For two days the fawn has appeared alone outside the north windows, searching out whatever Providence our yard has to offer. The first time I saw it, I stood and looked out the windows for other deer, but saw none. It was the first time I’d seen such a young deer alone in the neighborhood.

I called my daughter over, cautioning her not to make any sudden movements, so that the fawn would not be startled. Right away she asked if we could feed it. I told her I had no idea what deer ate, but I imagined berries and plants. I recalled friends complaining about deer eating bulbs and tender young shoots of new plants, but I always thought that was just the way of life. Deer have to eat, and since their habitat is continually shrinking, they must forage where they can, tulips or not.

But actually feeding the deer is another thing altogether. It’s not like feeding a neighborhood cat that comes around every now and then. Or even like feeding birds, because birds are on a journey, and you are but a stop on their flight path. I had recently read news stories about how animal control officials were trying to thin out the deer population. If we fed the fawn were we adding to that problem? And what about natural selection? Did we have the right to interfere in that process?
Sightings of deer are not all that common, and whenever I do see one I feel as though I am in the presence of something rare and majestic. We once lived in a neighborhood in southern California where peacocks walked up and down the streets, and I felt the same way when I saw one of those, all puffed up with its feathers spread like a jeweled fan. Those too were considered pests, noisy and dirty, and the City Council there was always being petitioned to do something to get rid of them. It seems we human beings have developed a desire to eliminate all things in our environment that cause us discomfort.

As my daughter and I watch out the window, the fawn sidesteps along the grass with marionette legs, and eyes too large and soulful for its fragile face. Suddenly my daughter runs to the kitchen and then out to the lawn, carrying pieces of bread in her hands. She is thirteen, with long legs that easily match the fawn’s mincing dance.

She moves an inch at a time, not breathing. I find I am holding my breath too. The fawn retreats with some uncertainty as my daughter steadily approaches. Their minuet goes on, through dry fall leaves that sound like whispering.

Finally my daughter lays the bread on the grass with infinite care and show of trust. It is this movement that startles the fawn. It leaps sideways, nostrils flaring, legs trembling, and hooves rapping and sliding along the pavement of the driveway. I can feel its fear in my own body.

My daughter comes back into the fold of the house. The fawn stops its retreat, calms itself, and does its ballet back toward the bread, all the while looking toward the house. He pokes his nose into the bread and appears to taste it.

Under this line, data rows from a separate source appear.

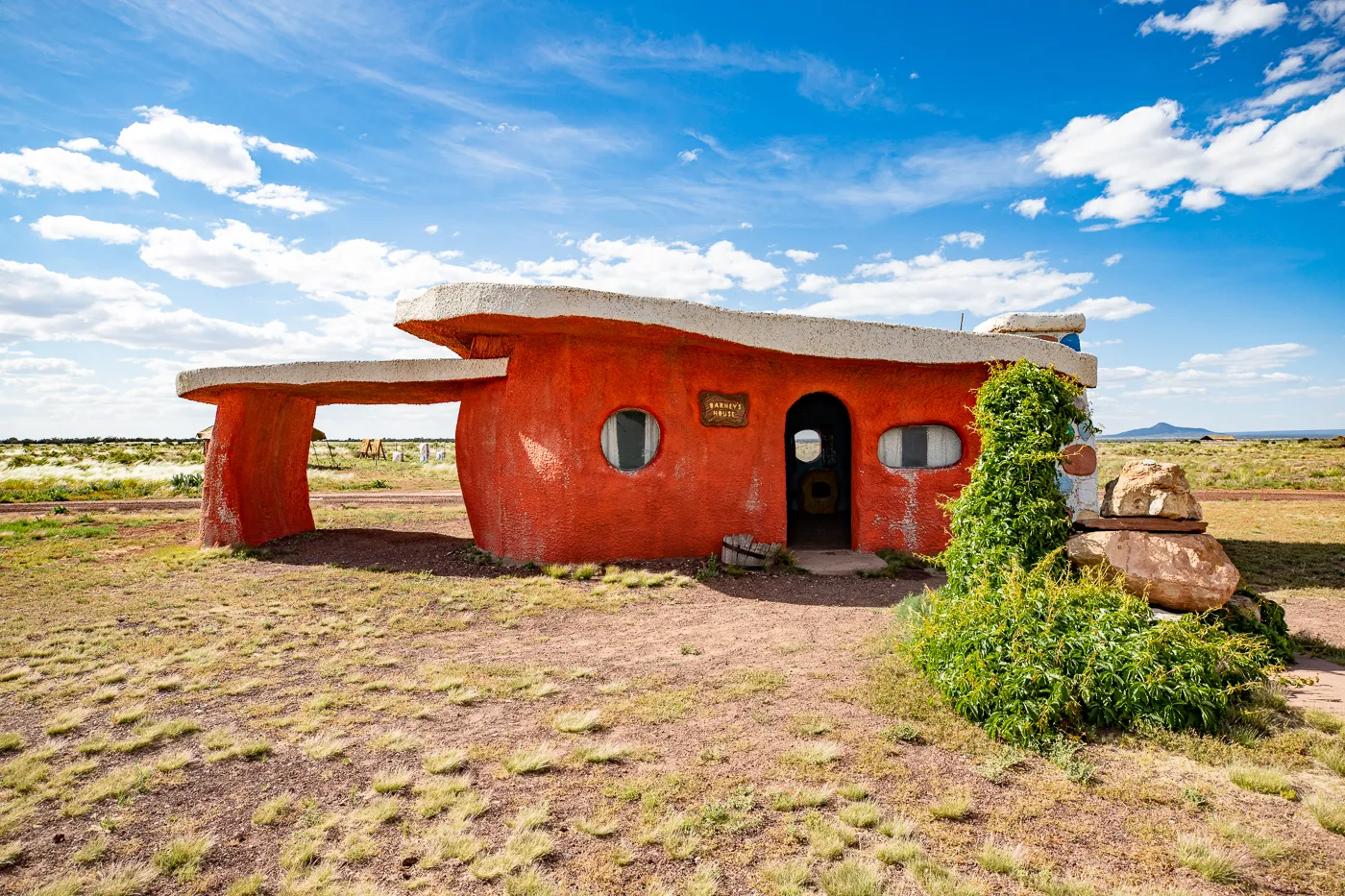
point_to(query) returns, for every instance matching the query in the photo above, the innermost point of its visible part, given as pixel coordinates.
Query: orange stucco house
(605, 426)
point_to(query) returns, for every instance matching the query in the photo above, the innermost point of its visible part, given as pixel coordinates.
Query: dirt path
(1270, 494)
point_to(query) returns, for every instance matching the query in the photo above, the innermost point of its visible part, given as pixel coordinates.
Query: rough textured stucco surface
(346, 382)
(256, 480)
(538, 487)
(454, 315)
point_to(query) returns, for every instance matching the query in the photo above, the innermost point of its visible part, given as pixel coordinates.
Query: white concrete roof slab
(1035, 322)
(791, 334)
(311, 376)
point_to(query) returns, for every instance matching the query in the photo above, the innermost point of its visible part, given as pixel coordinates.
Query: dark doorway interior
(817, 463)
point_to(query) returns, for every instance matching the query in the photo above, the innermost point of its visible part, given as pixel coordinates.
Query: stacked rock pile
(1150, 530)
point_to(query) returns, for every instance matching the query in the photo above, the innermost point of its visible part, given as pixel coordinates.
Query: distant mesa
(1163, 430)
(1167, 432)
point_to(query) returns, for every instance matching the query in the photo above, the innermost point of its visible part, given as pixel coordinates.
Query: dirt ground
(158, 693)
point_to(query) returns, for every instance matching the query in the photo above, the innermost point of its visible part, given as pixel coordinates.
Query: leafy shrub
(1024, 646)
(1012, 513)
(187, 482)
(1268, 624)
(1045, 651)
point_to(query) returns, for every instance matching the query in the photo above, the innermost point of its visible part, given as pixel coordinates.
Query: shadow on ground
(452, 556)
(1271, 566)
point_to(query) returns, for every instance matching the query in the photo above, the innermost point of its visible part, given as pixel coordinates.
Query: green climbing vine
(1028, 647)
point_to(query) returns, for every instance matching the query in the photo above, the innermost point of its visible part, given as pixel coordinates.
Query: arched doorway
(817, 465)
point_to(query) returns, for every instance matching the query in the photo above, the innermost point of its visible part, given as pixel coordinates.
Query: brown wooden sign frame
(719, 409)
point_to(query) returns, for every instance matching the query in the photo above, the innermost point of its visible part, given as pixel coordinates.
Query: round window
(934, 446)
(629, 439)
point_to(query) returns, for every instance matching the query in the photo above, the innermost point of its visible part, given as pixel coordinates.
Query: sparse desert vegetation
(377, 707)
(315, 738)
(121, 470)
(1248, 463)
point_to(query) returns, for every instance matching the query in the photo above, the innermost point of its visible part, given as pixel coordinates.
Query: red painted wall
(538, 487)
(256, 480)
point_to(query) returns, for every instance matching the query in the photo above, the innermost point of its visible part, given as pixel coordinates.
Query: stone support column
(256, 483)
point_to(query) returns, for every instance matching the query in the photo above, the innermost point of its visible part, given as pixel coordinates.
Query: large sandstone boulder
(1174, 572)
(1150, 489)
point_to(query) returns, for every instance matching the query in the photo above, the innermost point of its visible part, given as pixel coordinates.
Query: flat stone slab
(1329, 690)
(1139, 523)
(840, 563)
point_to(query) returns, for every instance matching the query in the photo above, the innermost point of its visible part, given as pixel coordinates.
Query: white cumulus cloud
(217, 157)
(235, 255)
(1029, 207)
(1286, 67)
(652, 268)
(1146, 151)
(1201, 200)
(188, 150)
(1223, 20)
(81, 144)
(42, 304)
(1251, 359)
(275, 195)
(932, 282)
(57, 168)
(1113, 308)
(968, 238)
(81, 228)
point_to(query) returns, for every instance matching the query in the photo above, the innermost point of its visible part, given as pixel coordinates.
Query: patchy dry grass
(280, 722)
(1248, 463)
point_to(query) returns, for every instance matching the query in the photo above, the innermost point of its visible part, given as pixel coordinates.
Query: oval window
(807, 446)
(629, 439)
(930, 446)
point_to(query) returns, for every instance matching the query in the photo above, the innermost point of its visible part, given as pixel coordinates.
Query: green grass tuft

I read once that before white settlers came to this part of the country, herds of fifty deer and more moved back and forth between the Skokie River and Lake Michigan. I would love to have seen a sight like that. Our poor straggler doesn’t seem to have much of a chance.

I think to myself of speeding cars, starvation, neglect, disease, the nearby train tracks. I think of my daughter and how she is suddenly a young woman about to venture out on her own. I have been with her nearly every day of her life, and I hope it has been enough.

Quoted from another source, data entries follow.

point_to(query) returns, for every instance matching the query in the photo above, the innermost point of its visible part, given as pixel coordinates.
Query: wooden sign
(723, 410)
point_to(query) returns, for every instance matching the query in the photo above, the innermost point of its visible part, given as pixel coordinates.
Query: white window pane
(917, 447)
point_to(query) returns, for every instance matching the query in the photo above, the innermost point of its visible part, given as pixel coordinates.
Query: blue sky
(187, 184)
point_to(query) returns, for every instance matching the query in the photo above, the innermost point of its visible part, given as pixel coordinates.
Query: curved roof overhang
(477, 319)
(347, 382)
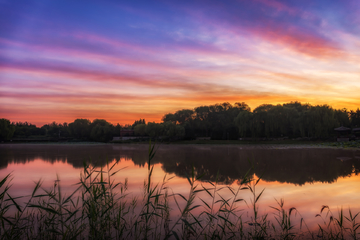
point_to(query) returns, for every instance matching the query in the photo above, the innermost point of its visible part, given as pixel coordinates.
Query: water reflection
(296, 166)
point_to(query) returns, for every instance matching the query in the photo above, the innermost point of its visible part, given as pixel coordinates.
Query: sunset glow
(121, 61)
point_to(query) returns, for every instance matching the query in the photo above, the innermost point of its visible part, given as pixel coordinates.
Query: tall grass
(101, 208)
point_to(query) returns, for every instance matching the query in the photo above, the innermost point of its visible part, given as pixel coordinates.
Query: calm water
(305, 178)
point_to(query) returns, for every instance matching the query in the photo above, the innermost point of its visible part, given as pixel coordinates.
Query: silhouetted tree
(6, 129)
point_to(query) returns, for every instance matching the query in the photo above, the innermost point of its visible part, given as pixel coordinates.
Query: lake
(305, 177)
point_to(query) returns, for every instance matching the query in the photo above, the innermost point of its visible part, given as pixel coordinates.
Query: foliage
(100, 208)
(6, 129)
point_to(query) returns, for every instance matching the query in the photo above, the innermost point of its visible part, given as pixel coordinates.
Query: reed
(100, 208)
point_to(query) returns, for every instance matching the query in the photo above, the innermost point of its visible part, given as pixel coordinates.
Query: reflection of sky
(62, 60)
(307, 199)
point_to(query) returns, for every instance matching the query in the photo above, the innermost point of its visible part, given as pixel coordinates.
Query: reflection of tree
(297, 166)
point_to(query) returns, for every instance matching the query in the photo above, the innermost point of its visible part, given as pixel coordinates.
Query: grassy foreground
(101, 209)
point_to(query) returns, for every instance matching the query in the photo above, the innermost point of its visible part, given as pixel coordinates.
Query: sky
(125, 60)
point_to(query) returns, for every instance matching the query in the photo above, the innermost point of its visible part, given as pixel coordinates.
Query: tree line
(218, 121)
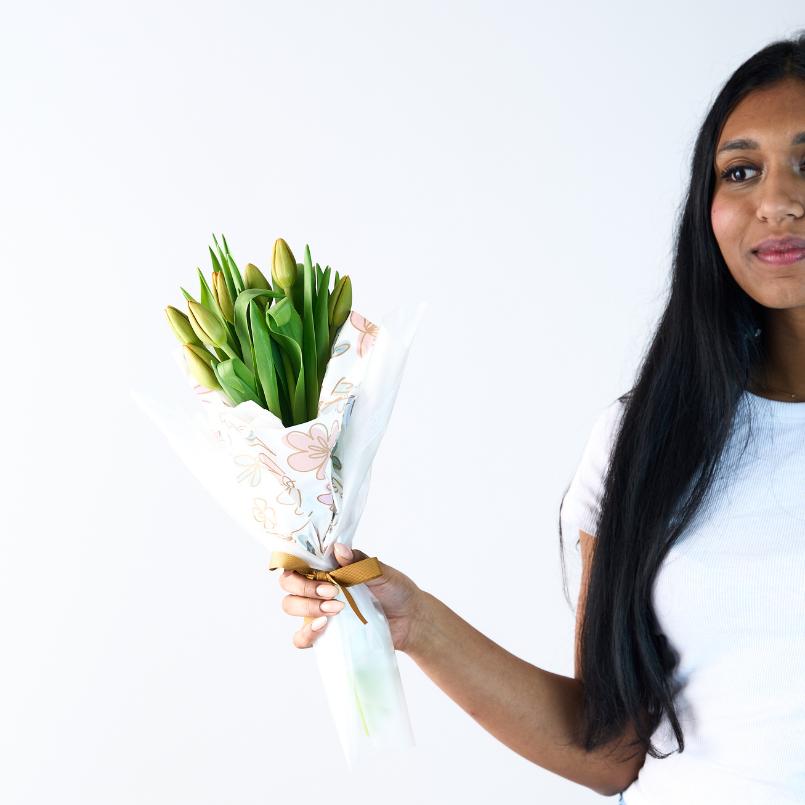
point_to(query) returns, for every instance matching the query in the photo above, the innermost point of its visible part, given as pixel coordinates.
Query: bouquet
(291, 394)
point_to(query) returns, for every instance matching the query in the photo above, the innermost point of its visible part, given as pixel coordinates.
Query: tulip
(255, 278)
(180, 325)
(221, 294)
(203, 354)
(283, 266)
(208, 327)
(200, 370)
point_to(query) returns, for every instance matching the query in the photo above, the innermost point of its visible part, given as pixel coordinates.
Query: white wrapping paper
(302, 489)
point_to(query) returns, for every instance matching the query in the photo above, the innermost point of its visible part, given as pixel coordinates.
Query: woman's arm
(534, 712)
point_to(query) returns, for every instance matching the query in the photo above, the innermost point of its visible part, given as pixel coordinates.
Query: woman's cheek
(723, 219)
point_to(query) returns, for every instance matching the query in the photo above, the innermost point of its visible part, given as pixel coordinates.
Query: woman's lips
(783, 258)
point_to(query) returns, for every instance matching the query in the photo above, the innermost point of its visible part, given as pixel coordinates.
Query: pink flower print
(367, 330)
(314, 448)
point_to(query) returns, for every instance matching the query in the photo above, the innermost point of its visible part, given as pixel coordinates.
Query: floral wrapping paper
(300, 489)
(289, 479)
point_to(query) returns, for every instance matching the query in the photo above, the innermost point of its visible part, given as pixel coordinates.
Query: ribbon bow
(342, 577)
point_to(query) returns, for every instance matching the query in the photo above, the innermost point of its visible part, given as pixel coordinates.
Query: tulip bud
(203, 354)
(340, 303)
(200, 370)
(254, 278)
(221, 293)
(208, 327)
(180, 325)
(283, 266)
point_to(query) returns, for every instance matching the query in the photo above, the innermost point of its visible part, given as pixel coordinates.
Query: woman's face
(763, 194)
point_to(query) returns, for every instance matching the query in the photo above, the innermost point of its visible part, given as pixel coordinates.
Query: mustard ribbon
(342, 577)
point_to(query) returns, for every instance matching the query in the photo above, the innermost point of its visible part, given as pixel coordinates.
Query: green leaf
(309, 340)
(264, 359)
(236, 380)
(322, 327)
(287, 320)
(284, 378)
(294, 372)
(242, 322)
(236, 278)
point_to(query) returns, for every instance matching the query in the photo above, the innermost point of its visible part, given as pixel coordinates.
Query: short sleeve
(581, 506)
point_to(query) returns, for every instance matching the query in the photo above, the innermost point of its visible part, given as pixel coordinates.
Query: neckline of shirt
(780, 409)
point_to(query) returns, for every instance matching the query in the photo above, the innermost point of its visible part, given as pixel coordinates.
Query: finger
(310, 607)
(296, 584)
(306, 636)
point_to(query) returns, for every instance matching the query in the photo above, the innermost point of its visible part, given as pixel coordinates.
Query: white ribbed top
(730, 597)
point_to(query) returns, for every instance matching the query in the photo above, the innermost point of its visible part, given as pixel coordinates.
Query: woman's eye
(726, 174)
(729, 173)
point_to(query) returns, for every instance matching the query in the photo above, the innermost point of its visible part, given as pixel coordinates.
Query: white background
(517, 166)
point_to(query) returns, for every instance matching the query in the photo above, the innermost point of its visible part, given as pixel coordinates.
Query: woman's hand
(397, 594)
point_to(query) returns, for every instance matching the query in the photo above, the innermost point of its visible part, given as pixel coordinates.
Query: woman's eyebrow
(746, 145)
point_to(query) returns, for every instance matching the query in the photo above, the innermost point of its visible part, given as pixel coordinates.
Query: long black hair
(674, 425)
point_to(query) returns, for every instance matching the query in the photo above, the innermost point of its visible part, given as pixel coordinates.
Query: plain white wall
(519, 166)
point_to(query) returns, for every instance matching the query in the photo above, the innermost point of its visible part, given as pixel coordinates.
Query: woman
(689, 502)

We see the fawn by itself every day for nearly a full week, always at around the same time of day. My daughter continues to leave food on the same patch of lawn – she now leaves apple slices, carrots, and raw cranberries. The last time we see the fawn it disappears into the dusk in the trees at the edge of our property. That night there are other shapes in the twilight – larger shapes with stately antlers that move majestically and magically, nudging the fawn away from our lawn and into the forest.